Arts / Culture

First Nations artist Archie Moore scores gold at the Venice Biennale for Australia

For the first time in history, Australia has taken home the gold in the art olympics. Since 1865, Venezia Biennale has existed as a competitive bastion of the arts. At this year's ceremony, Kamilaroi and Bigambul artist Archie Moore was awarded as a recipient of the Golden Lion Award in the National Pavilion category. Moore's 'kith and kin' installation of hand-drawn chalk on blackboard has been recognised as "quietly powerful" work, and identifiably "stands out for its strong aesthetic, its lyricism and its invocation of shared loss", while also offering "a glimmer of possibility for recuperation". Chaired by Julia Bryan-Wilson, the official Biennale Jury awarded the official prizes. The Awards Ceremony took place in Venice on Saturday, 20th April 2024. In its 60th edition this year, Moore's acceptance marks the second time an Indigenous Australian has represented the nation.

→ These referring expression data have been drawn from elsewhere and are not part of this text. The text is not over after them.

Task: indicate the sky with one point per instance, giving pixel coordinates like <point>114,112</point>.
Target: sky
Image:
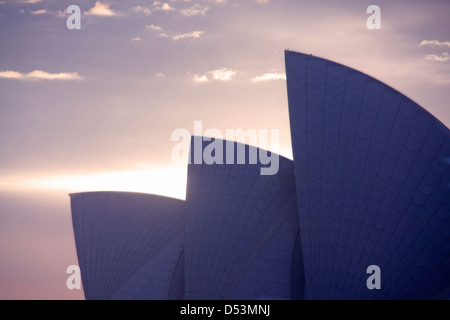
<point>94,109</point>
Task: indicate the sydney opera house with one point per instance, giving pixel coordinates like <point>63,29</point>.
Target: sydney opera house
<point>369,185</point>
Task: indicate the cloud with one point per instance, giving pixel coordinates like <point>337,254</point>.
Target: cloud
<point>200,78</point>
<point>39,75</point>
<point>153,27</point>
<point>269,77</point>
<point>101,9</point>
<point>442,58</point>
<point>38,12</point>
<point>157,5</point>
<point>195,10</point>
<point>190,35</point>
<point>223,74</point>
<point>142,9</point>
<point>434,43</point>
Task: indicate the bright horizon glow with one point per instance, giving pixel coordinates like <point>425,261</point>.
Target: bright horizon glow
<point>164,181</point>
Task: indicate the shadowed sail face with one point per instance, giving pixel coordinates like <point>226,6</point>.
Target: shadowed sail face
<point>372,176</point>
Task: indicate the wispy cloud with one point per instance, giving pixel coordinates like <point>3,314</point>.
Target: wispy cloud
<point>101,9</point>
<point>39,12</point>
<point>39,75</point>
<point>269,77</point>
<point>434,43</point>
<point>142,9</point>
<point>197,9</point>
<point>200,78</point>
<point>190,35</point>
<point>153,27</point>
<point>163,6</point>
<point>223,74</point>
<point>442,58</point>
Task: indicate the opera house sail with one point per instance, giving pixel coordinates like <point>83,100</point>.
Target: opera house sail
<point>368,186</point>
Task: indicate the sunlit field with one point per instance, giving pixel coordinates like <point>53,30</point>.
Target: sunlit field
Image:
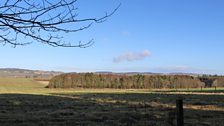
<point>28,102</point>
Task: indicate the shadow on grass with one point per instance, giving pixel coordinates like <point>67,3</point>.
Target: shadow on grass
<point>102,109</point>
<point>204,90</point>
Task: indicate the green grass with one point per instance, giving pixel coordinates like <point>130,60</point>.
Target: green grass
<point>27,102</point>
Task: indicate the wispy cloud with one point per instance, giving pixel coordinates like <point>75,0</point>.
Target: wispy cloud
<point>126,33</point>
<point>132,56</point>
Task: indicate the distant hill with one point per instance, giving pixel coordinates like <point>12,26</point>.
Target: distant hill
<point>26,73</point>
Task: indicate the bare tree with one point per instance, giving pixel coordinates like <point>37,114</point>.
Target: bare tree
<point>43,21</point>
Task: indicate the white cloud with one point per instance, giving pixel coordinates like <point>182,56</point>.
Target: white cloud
<point>132,56</point>
<point>126,33</point>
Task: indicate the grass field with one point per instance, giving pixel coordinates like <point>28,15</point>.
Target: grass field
<point>27,102</point>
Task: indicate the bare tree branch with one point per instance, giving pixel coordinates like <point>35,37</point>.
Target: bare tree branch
<point>43,21</point>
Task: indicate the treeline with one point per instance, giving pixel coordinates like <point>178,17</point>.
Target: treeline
<point>121,81</point>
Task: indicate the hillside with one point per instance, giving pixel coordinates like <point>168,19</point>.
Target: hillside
<point>25,73</point>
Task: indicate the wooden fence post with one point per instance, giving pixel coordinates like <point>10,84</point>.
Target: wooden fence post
<point>179,112</point>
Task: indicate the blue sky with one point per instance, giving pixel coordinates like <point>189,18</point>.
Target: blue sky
<point>144,35</point>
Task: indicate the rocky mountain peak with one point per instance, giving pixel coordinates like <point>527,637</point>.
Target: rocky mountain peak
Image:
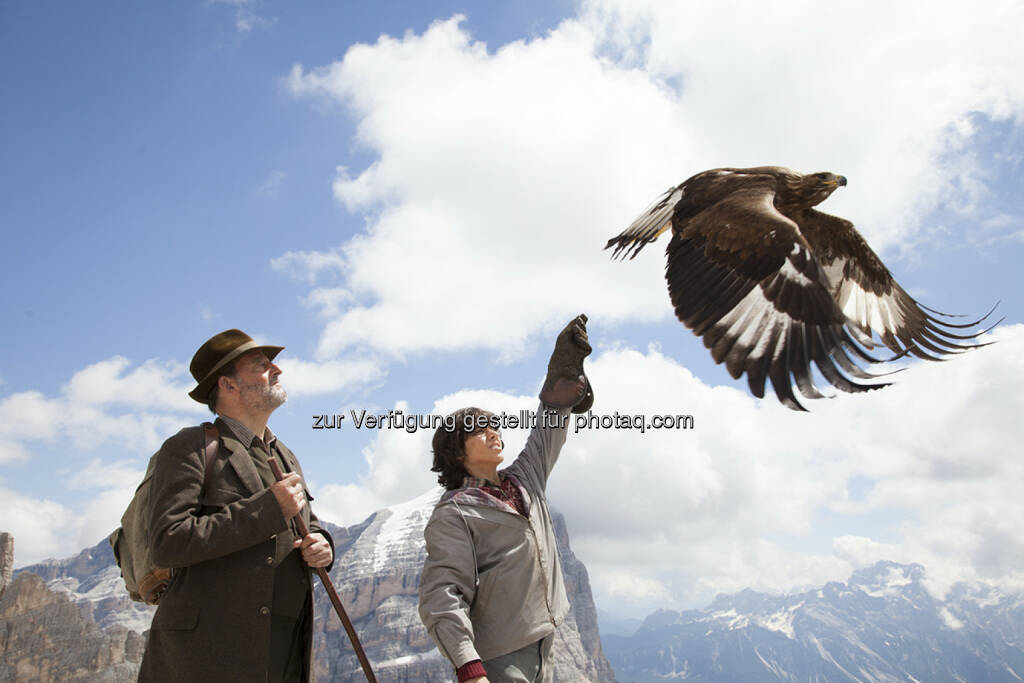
<point>6,560</point>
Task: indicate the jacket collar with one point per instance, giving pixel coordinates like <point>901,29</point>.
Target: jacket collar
<point>469,494</point>
<point>240,459</point>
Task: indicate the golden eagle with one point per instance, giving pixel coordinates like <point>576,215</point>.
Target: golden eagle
<point>772,285</point>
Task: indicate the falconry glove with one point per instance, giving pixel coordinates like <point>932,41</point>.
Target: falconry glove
<point>566,385</point>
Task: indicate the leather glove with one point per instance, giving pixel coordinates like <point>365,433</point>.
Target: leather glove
<point>566,385</point>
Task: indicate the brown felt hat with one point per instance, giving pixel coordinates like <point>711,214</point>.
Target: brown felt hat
<point>217,353</point>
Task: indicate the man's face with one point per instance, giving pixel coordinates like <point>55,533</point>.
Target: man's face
<point>257,380</point>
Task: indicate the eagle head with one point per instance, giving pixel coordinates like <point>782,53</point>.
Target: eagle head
<point>816,187</point>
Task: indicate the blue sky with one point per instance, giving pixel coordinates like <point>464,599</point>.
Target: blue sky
<point>412,198</point>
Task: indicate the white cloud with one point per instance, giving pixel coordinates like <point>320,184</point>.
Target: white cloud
<point>39,526</point>
<point>44,528</point>
<point>302,378</point>
<point>105,402</point>
<point>758,496</point>
<point>500,173</point>
<point>307,265</point>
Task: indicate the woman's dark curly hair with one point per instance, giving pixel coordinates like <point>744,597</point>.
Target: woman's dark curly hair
<point>450,444</point>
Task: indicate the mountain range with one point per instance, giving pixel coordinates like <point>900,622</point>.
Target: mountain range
<point>882,625</point>
<point>376,572</point>
<point>72,620</point>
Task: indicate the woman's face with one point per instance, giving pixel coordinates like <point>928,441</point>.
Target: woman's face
<point>483,449</point>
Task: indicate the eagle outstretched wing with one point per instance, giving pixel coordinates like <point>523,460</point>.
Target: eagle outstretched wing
<point>773,286</point>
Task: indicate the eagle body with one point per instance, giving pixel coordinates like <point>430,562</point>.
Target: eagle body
<point>774,286</point>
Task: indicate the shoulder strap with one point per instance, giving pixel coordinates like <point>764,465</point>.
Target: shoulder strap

The title is a wryly subversive nod to the westernised canon of the family tree. Aboriginal kinship, as it has existed as the oldest recorded history of humanity of over 65,000 years. In 'kith and kin', this includes real and speculative ancestral lineage of the artist.

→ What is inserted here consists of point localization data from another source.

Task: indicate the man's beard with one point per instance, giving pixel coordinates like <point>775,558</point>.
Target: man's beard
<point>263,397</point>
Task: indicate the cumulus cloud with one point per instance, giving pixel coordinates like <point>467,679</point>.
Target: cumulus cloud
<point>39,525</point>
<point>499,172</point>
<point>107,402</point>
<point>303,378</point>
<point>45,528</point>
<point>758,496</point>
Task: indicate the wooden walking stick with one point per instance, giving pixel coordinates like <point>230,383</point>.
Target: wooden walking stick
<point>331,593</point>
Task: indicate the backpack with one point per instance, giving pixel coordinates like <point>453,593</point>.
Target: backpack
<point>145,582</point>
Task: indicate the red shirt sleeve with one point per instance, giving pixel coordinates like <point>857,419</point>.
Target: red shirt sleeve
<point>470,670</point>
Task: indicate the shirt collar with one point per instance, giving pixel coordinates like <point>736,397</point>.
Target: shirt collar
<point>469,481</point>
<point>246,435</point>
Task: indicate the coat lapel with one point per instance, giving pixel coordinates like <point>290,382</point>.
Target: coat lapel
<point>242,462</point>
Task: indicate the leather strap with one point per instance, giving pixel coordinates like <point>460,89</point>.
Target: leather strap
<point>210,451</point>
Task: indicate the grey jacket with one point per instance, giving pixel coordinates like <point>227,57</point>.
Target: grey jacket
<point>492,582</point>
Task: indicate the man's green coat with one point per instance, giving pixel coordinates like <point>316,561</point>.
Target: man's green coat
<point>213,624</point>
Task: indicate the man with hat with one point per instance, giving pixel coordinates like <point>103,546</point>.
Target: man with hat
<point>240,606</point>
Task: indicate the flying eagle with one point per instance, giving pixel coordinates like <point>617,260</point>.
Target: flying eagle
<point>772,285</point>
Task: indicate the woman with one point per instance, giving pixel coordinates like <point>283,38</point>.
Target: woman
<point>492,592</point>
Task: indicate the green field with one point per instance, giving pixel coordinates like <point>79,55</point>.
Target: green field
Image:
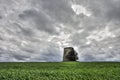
<point>60,71</point>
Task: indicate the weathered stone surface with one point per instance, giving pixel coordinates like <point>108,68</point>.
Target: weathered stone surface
<point>69,54</point>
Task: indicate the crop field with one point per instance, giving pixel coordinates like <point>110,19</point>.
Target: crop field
<point>60,71</point>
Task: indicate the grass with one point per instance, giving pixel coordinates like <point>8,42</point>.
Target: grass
<point>60,71</point>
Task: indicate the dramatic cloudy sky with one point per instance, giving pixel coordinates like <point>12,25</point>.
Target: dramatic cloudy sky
<point>38,30</point>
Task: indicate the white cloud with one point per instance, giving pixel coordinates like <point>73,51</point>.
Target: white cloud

Commissioned by Creative Australia, 'kith and kin' encompass four walls of the pavilion from ceiling to floor. A shallow pool with an altar-structure designed by Meriam Mir and Kaurareg architect Kevin O'Brien covers the base foundation. On top of the surface rests a platform supported by stilts, ringed by columns of white paper gridded in tessellations. They allude to the loss of life and de-identified coronial reports of more than 560 First Nations people. As identified by the Royal Commission into Aboriginal Deaths in Custody  of 1991, the 500 reams of documentation are a grave reminder of the incarceration rates and discriminatory edicts of the country past and present. Yet the exhibition is tinged with hope. Moore's work tends to rehabilitation for the future, an important precedent in First Nations collectivism and kinship.

 

Can you see Moore's winning work outside of the Venice Biennale?

After the ceremony concludes, the work will be available for viewing at QAGOMA in Brisbane, Australia.